Isto não é “nazismo”, mas é erosão democrática, E é assim que sistemas democráticos apodrecem por dentro, não com tanques no primeiro dia. Sobre Trump, Vance e afins – Trump não é um ideólogo, é um oportunista autoritário com profundo desprezo por instituições e História. Mas figuras como J.D. Vance são mais perigosas noutro sentido: articulam uma visão nacionalista, iliberal, embalada em linguagem “intelectual”, que torna estas ideias socialmente aceitáveis.
A História mostra que regimes autoritários raramente começam com genocídio; começam com exceções, linguagem violenta e “casos especiais”. Não é preciso que os EUA se tornem a Alemanha de 1933 para que algo grave esteja a acontecer.

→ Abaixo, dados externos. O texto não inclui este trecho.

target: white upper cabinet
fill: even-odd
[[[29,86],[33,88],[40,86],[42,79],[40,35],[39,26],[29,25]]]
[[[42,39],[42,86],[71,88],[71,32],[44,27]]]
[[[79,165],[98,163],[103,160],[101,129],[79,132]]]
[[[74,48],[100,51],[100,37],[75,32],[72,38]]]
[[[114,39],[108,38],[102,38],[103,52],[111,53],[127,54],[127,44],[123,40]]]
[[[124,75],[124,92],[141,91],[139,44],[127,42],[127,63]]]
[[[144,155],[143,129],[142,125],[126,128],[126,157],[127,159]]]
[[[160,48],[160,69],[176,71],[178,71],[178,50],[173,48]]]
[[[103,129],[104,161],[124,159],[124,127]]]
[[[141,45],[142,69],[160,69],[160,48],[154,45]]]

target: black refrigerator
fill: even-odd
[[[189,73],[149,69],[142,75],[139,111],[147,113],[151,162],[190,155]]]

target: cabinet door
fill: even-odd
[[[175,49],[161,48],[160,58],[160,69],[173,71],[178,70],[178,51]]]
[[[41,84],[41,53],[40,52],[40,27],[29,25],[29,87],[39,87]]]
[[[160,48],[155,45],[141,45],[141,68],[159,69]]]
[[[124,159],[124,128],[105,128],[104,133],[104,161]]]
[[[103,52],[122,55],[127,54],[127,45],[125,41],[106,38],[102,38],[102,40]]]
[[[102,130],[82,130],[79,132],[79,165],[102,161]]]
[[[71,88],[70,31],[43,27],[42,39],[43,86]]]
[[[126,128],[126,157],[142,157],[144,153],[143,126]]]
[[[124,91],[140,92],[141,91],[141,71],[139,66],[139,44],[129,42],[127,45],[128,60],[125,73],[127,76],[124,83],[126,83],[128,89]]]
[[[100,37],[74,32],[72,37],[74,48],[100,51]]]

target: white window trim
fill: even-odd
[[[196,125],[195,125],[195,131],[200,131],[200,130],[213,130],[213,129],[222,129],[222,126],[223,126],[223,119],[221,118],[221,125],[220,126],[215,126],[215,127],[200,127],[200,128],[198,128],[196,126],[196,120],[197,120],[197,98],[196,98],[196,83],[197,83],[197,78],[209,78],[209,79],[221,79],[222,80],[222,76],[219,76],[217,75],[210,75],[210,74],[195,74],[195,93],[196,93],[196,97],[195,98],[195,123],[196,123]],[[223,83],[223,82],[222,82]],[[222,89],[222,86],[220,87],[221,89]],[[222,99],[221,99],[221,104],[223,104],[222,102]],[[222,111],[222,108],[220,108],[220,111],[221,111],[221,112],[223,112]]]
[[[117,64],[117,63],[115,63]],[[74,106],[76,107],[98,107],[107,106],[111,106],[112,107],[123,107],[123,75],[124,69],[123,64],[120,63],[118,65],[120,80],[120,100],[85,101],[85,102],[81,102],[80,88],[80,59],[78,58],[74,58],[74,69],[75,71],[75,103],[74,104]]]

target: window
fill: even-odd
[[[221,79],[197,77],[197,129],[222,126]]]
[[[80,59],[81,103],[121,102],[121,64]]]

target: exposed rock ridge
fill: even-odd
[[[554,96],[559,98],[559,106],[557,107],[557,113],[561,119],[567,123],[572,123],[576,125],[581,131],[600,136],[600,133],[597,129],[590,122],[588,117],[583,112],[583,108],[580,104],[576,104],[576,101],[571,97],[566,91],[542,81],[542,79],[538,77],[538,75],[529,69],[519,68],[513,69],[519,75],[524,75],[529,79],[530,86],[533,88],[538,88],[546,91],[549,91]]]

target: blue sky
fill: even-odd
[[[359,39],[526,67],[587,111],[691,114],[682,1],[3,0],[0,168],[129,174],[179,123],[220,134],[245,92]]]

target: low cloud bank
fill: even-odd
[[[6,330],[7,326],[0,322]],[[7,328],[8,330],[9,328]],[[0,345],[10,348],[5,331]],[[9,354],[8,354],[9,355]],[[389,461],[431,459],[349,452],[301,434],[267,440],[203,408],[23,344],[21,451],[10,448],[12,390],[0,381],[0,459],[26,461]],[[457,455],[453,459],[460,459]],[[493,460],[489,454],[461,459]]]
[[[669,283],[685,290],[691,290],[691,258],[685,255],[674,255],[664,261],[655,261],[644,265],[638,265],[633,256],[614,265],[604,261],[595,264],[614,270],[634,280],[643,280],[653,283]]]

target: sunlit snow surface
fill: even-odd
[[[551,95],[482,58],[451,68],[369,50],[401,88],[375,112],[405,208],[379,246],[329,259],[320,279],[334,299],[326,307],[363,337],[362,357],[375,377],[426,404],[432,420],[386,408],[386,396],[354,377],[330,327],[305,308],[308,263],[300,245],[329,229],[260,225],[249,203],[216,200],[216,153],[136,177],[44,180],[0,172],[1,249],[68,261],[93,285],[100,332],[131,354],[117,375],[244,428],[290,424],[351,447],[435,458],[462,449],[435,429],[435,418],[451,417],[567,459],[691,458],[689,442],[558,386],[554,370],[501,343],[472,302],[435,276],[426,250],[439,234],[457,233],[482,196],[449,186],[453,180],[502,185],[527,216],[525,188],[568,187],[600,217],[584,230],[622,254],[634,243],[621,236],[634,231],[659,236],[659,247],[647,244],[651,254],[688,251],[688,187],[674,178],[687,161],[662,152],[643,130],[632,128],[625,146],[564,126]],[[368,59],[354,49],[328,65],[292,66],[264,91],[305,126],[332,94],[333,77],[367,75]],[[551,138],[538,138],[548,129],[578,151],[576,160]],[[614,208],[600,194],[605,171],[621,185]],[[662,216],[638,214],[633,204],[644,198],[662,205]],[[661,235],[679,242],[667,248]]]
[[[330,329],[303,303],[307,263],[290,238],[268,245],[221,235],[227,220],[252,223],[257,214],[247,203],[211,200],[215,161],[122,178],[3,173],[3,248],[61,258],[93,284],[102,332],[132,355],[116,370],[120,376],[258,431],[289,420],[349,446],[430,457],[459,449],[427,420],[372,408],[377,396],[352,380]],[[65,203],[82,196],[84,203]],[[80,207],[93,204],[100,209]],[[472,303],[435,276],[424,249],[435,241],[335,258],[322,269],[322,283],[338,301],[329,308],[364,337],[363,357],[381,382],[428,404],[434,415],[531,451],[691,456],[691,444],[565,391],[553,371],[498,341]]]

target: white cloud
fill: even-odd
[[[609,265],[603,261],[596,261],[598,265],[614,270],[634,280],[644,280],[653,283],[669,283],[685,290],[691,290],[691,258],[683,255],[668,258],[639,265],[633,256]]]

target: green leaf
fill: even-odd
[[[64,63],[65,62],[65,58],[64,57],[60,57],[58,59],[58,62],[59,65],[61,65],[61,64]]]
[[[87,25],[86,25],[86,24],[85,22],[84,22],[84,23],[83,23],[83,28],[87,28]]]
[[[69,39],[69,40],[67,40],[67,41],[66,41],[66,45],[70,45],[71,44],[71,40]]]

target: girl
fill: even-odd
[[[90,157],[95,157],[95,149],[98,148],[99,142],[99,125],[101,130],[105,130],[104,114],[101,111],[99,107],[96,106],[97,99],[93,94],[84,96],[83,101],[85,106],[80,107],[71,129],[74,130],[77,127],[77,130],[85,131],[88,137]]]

Basta que certos grupos deixem de contar plenamente como “pessoas”; a lei passe a ser aplicada seletivamente; o medo substitua o debate. Ora, isto tem padrões que a História nos ensinou a não ignorar. Hoje, nos EUA, o que está a ser alarmante são as detenções administrativas, os Centros de detenção sem supervisão adequada, e a dificuldade real de acesso a advogados. Forças coercivas afastadas do controlo democrático.
Não estamos em 1933, mas 1933 não começou em 1933, começou anos antes, com linguagem, exceções e indiferença. É o que a História chama de “early warning signs”. Nenhuma sociedade aceita violência em massa contra pessoas. Por isso, o primeiro passo é retirar o estatuto de pessoa. Isso faz-se sobretudo pela linguagem. Historicamente, a desumanização usa quatro truques recorrentes: Redução a uma categoria abstrata - não são indivíduos, são um “grupo”; não têm nomes, só rótulos. Quando alguém é apenas uma categoria, o sofrimento deixa de ser pessoal. Se é uma praga ou um exército inimigo, erradicar torna-se lógico. Não se pune o que a pessoa faz, mas o que ela é. A desumanização reduz empatia (comprovado em neurociência); facilita obediência a ordens cruéis; cria distância emocional (“não são como nós”). Hannah Arendt já dizia que o mal extremo raramente vem do ódio puro, mas da normalização da indiferença. A desumanização não é um detalhe retórico, é infraestrutura moral para abusos maiores.
Há um padrão quase matemático, repetido vezes sem conta – Cria-se uma ameaça existencial – por exemplo: terrorismo. A população aceita exceções “temporárias”. Suspendem-se direitos para um grupo específico, nunca para “todos”. Exemplos históricos: Alemanha (1933) – comunistas e judeus; o Decreto do Incêndio do Reichstag. Não aboliu a Constituição de Weimar. Suspendeu direitos “até nova ordem”: liberdade de expressão, privacidade, habeas corpus.
As exceções aplicam-se a pessoas, não a crimes. Não é: “cometeu X, logo perde Y”. É: “é migrante irregular, logo tem menos direitos”. Historicamente, isto é um sinal vermelho. Hannah Arendt chamava a isto a transformação da injustiça em burocracia. Elementos preocupantes: operações com pouca transparência; detenções sem aviso prévio; erros com cidadãos legais e até cidadãos americanos;
mortes em custódia raramente com consequências; cultura interna defensiva (“nós contra eles”).